RIVERSIDE – The Riverside County Board of Supervisors voted Tuesday, Sept. 12, to reinforce the county’s current prohibitions against any type of commercial marijuana activity in unincorporated communities while work continues on a regulatory framework that will set the stage for legalization of commercial sales and distribution.
In a 4-0 vote, with Supervisor Marion Ashley abstaining, the board of supervisors agreed to modifications sought by chief counsel Greg Priamos, who said changes to three ordinances were necessary to prevent confusion following the Aug. 29 meeting, during which the board approved moving forward with a framework that would detail where, when and how commercial marijuana operations are permitted and taxed.
Details are expected to be ironed out over the next six to eight months, though the board will likely begin the vetting process before then.
Existing prohibitions against commercial cannabis cultivation and sales received “clarification” by the action that includes Ordinance No. 925, Ordinance No. 928 and Ordinance No. 866.
Ordinance No. 925 permits medical marijuana patients and their caregivers to cultivate up to 24 cannabis plants on private property, and under Proposition 64, individuals who are at least 21 years old may grow up to six plants for personal use in a private dwelling, though any type of indoor or outdoor commercial cultivation is strictly prohibited.
Ordinance No. 928 prohibits mobile or stationary marijuana dispensaries in unincorporated areas; smoking of any kind, including joints or doobies, in or immediately adjacent to all county-owned or operated facilities is not allowed under Ordinance No. 866.
The board’s Cannabis Ad-Hoc Committee, co-chaired by supervisors Kevin Jeffries and Chuck Washington, recommended that a regulatory scheme be implemented to keep pace with changes spurred by Proposition 64, the Adult Use of Marijuana Act, as well as the Medical Cannabis Regulation and Safety Act of 2015, which under Senate Bill 94 became the Medicinal and Adult-Use Cannabis Regulation and Safety Act.
The laws paved the way for commercial marijuana grows and sales statewide. However, localities continue to have authority to regulate the activity – up to and including blanket bans.
In debating the possibility of a framework, Supervisor Marion Ashley was critical, saying the concept was “wrong” and a “moral issue” that had not been settled.

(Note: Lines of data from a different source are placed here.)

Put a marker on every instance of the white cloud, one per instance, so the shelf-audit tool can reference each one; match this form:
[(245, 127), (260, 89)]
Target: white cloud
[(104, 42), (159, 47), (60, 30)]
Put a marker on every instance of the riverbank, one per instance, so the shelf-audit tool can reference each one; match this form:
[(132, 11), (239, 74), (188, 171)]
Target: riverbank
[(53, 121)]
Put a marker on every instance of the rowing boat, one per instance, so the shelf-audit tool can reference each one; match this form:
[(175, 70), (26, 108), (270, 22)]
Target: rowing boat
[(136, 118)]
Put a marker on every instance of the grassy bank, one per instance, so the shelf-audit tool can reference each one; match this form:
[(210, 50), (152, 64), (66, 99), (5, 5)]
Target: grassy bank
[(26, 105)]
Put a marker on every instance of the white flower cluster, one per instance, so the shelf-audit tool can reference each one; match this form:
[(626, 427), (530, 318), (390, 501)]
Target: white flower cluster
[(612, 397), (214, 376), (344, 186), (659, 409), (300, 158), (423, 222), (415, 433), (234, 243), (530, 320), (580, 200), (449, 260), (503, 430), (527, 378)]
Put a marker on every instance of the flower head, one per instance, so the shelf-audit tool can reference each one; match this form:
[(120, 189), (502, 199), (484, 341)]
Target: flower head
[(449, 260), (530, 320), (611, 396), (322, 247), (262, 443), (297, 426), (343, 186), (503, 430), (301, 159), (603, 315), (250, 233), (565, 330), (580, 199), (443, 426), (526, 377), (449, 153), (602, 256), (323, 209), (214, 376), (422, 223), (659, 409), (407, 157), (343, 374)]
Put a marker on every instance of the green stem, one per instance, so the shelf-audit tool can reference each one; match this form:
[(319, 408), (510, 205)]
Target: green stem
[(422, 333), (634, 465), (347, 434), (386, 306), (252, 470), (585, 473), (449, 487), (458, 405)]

He abstained from the Aug. 29 vote. Supervisor John Tavaglione was absent, and supervisors Jeffries, Washington and Perez voted in favor.
Jeffries and Washington said a licensing regime for commercial activity would mean prospective vendors would be closely vetted, and the “illegal market” might dry up.
They acknowledged that the retail market may suffer if taxes are too high. Under Proposition 64, there’s a 15 percent statewide excise tax on all cannabis-related retail sales transactions – on top of existing general sales and use taxes – as well as a $9.25 per ounce cultivation tax for cannabis flowers and $2.75 per ounce tax for dried cannabis leaves.
Tentative estimates put county revenue generation from cannabis taxation at between $10 million and $25 million annually.
Five cities within the county have established a permitting process for commercial grows, including Cathedral City, Coachella, Desert Hot Springs, Palm Springs and Perris, according to the Office of County Counsel.